"I'm lost, homeless, & jobless and trying to navigate it and end up lost riding a bicycle in the middle of nowhere, my iPhone doesn't work, before my alarm goes off to do another workday."
My genetically worrisome brain goes to bed at night, worrying about my worthiness when it comes to the future, and the present. It thinks about all of the worst-case scenarios and dreams about it at night.
Typical Dream: I'm lost, homeless, & jobless and trying to navigate it and end up lost riding a bicycle in the middle of nowhere, my iPhone doesn't work, before my alarm goes off to do another workday.
There was a point in time where I would take my job to sleep at night. I'd wake up in the morning, lacking sleep as a result, no confidence, repetitively begrudgingly facing another day. I forgot how much I wanted to do what I do in the first-place years ago, before I had this opportunity. Work from home. Check. Do web stuff. Check.

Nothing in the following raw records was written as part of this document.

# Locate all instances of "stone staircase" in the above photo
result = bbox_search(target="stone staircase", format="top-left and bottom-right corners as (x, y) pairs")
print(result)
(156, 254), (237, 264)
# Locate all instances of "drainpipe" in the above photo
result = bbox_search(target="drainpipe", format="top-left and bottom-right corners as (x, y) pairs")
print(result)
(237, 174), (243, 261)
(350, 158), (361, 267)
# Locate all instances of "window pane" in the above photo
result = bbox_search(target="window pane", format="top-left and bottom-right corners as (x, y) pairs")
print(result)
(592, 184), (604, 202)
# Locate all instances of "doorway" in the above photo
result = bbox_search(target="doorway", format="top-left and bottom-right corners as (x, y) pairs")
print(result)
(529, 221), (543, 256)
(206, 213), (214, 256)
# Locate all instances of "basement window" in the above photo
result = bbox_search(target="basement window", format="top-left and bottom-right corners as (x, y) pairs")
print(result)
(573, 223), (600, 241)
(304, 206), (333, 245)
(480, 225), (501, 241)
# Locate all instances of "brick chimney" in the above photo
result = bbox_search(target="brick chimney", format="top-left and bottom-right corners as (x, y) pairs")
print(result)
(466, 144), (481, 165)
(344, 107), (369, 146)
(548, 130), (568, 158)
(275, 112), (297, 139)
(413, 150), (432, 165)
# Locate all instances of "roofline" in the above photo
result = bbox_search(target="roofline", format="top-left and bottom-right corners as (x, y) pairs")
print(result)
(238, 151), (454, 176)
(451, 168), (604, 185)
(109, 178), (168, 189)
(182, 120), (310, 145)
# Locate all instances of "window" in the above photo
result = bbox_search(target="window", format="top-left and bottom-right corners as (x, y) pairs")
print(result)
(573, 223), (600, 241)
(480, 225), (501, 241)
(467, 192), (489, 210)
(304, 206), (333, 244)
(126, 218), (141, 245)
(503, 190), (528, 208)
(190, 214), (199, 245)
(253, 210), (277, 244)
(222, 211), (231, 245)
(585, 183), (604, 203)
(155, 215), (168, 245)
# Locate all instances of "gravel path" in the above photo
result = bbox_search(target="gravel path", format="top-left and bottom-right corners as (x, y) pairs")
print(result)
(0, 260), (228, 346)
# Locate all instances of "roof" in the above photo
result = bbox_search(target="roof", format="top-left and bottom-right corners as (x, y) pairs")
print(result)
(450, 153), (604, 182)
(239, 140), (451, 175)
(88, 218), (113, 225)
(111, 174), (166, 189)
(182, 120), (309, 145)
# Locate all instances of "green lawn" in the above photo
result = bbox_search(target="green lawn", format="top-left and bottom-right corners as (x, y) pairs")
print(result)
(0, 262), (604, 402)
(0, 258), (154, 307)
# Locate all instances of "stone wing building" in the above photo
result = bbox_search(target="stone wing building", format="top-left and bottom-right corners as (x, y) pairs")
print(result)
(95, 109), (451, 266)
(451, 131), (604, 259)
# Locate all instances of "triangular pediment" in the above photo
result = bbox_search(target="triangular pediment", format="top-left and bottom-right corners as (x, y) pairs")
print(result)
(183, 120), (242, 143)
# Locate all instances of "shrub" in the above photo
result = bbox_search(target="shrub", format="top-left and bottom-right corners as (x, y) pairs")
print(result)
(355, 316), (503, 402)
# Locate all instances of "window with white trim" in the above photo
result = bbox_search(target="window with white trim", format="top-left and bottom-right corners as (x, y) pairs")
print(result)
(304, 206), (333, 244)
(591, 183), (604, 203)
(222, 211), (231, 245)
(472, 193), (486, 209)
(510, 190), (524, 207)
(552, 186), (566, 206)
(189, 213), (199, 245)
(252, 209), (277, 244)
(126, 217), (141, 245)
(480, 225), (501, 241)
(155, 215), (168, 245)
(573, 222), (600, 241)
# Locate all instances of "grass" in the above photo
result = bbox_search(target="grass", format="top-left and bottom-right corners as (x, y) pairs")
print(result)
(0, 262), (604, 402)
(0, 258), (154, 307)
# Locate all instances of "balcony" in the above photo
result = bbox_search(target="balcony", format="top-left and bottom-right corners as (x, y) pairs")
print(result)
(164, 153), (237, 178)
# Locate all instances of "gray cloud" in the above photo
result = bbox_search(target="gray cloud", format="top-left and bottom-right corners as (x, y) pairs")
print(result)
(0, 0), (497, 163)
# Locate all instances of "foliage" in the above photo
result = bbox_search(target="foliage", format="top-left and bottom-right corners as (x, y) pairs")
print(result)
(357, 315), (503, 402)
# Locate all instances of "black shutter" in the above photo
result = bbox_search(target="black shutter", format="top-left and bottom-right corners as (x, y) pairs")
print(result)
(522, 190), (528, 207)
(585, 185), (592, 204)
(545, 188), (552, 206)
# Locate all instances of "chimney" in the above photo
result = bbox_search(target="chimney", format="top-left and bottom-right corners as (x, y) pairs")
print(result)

But something "clicked" a few weeks ago in my head. In the 10, going on 11 years, at this job, there hasn't ever been something that I haven't been able to figure out. Okay, maybe 2 or 3 things I had to reach out to my team about, but this is what I've always wanted to do! Web stuff vs. IT. Why would I hate it?
My nature is to solve problems. Some of them can be intimidating--yes! But after an hour or two, sitting at my desk at home, I'm just glad people can't witness my physical winning dance, writing that note on a ticket, and closing it.
I like the daily challenges. I'm bored with pretty much everything else in life and lack intellectual hobbies at this point. What was I so worried about?